M. Skinner, les yeux clos, semblait dormir. Etendu sur un lit de camp, Bob reposait.

– Ça y est, dit Bob. La transfusion est faite. J'avais un peu peur, mais ce n'est rien du tout. Ça ne fait pas mal. L'embêtant, c'est qu'il faut rester allongé un moment, après.

— Chut, murmura Miss Mary. Jonathan sommeille. Il est très faible, mais il a toutes les chances de s'en tirer.

— J'en suis bien heureux, dit François. Je peux donc partir sans crainte. J'ai l'intention de prendre le train de Douvres de quinze heures. Après, j'ai un bateau à dix-sept heures… Je suis venu pour vous remercier… de tout… Je regrette que les circonstances… Mais maintenant… Une autre fois, peut-être…

Il bafouillait.

— On s'écrira souvent, dit Bob.

— C'est cela, intervint Miss Mary, qui semblait détester les effusions. Vous vous écrirez souvent… Ne m'en veuillez pas, François, j'aurais voulu vous accompagner, mais il m'est difficile, en ce moment…

Elle n'eut pas le temps d'achever sa phrase, car une infirmière entra lui annoncer qu'elle était demandée au bureau. Elle serra précipitamment la main de François et disparut. François s'approcha de son ami.

— Vieux Bob, dit-il. On n'a pas eu de chance…

Tu ne m'en veux pas, au moins?

— Mais non. Tu reviendras, voilà tout. Il tourna la tête vers son père et sourit.

— Quand il rouvrira les yeux, il sera bien épaté. Lui qui prétendait que je ne suis bon à rien… Je suis quand même là pour un coup. C'est du sang au poil que je lui ai donné. Regarde-le. Il a déjà des couleurs aux joues.

M. Skinner, livide, respirait faiblement, mais François approuva.

— C'est vrai, il a des couleurs.

– Ça me fait de la peine de te quitter, reprit Bob. Tu vas peut-être nous oublier…

— Penses-tu.

— Ecoute… Emporte un souvenir… ce que tu voudras… pourvu que ce soit quelque chose qui te parle de moi… Veux-tu un dessin?… Veux-tu… je ne sais pas.

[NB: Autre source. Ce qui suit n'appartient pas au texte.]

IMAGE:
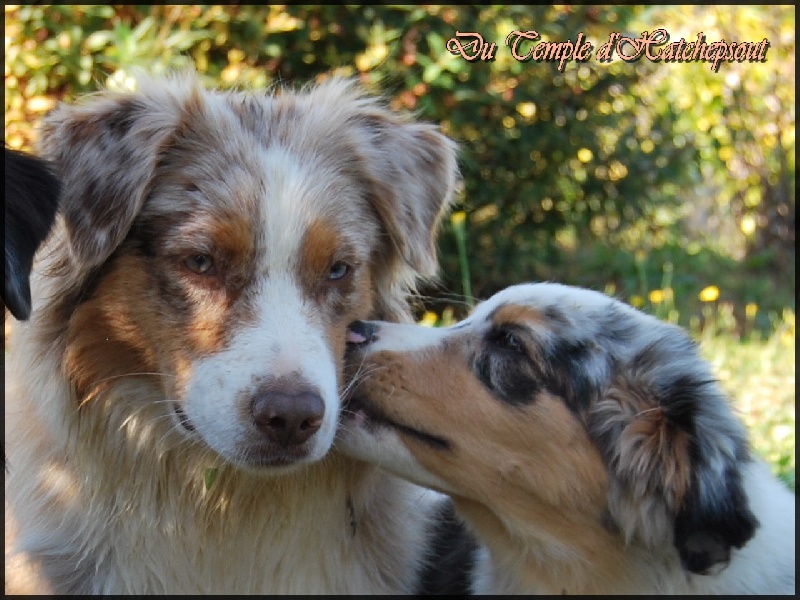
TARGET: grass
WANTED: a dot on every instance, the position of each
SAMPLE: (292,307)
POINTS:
(756,369)
(759,376)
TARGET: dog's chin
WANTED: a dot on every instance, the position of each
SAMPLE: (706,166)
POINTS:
(256,457)
(359,414)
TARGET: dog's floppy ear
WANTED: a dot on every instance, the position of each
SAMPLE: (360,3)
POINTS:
(674,448)
(31,201)
(105,152)
(413,172)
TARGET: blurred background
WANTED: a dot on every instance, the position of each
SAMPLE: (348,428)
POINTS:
(668,185)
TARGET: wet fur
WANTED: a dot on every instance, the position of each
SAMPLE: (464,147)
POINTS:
(588,446)
(213,246)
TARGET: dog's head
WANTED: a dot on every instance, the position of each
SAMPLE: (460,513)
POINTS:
(216,245)
(31,201)
(561,410)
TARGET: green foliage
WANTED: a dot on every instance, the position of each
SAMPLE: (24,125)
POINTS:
(571,174)
(647,180)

— Il y a quelque chose qui me ferait plaisir-La mallette… Elle est toujours dans la voiture?

— Formidable, fit Bob. Après ce qui s'est passé, moins on la verra chez nous, mieux cela vaudra. Emporte-la. Elle est à toi.

— Merci.

— Donne ta main.

François mit sa main dans celle de Bob qui la tint longtemps serrée.

— Maintenant, va-t'en vite, chuchota Bob. Je vais fermer les yeux. Quand je les rouvrirai, tu ne seras plus là… C'est bête, la vie… Ma veste est au portemanteau. Les clefs de la Morris sont dans la poche gauche. Laisse-les au tableau de bord… Au revoir, François.

François sortit sur la pointe des pieds.

François s'arrêta au bord du quai, à quelque distance du bateau. Cette femme, qui descendait de voiture, qui marchait vers lui, enveloppée d'un ciré bleu que le vent gonflait, c'était Miss Mary. Il posa à terre sa valise, mais garda la mallette à la main. Miss Mary fit encore quelques pas et s'arrêta à son tour.

— J'ai voulu vous remercier, dit-elle. Vous avez tout compris?

— Je crois.

— Et…, c'est pourquoi vous avez choisi d'emporter cette mallette en France?

— Non, dit François. En France, elle ne serait pas encore en sûreté. Et personne ne doit jamais savoir, n'est-ce pas? Aussi…

Il regarda autour de lui. Personne. Alors, d'un simple mouvement du bras, il jeta la mallette à l'eau.

— Elle est à moi, dit-il. Bob me l'a donnée. J'ai le droit d'en disposer. Maintenant, vous pouvez être tranquille. L'inspecteur Morrisson ne saura jamais par quel pistolet a été tirée la balle.

Ils restèrent quelques secondes immobiles, l'un devant l'autre.

— François, murmura Miss Mary, je vous avais mal jugé. Pardon!.. Vous permettez que je vous embrasse?

Elle avait les joues mouillées et un merveilleux sourire illuminait son visage.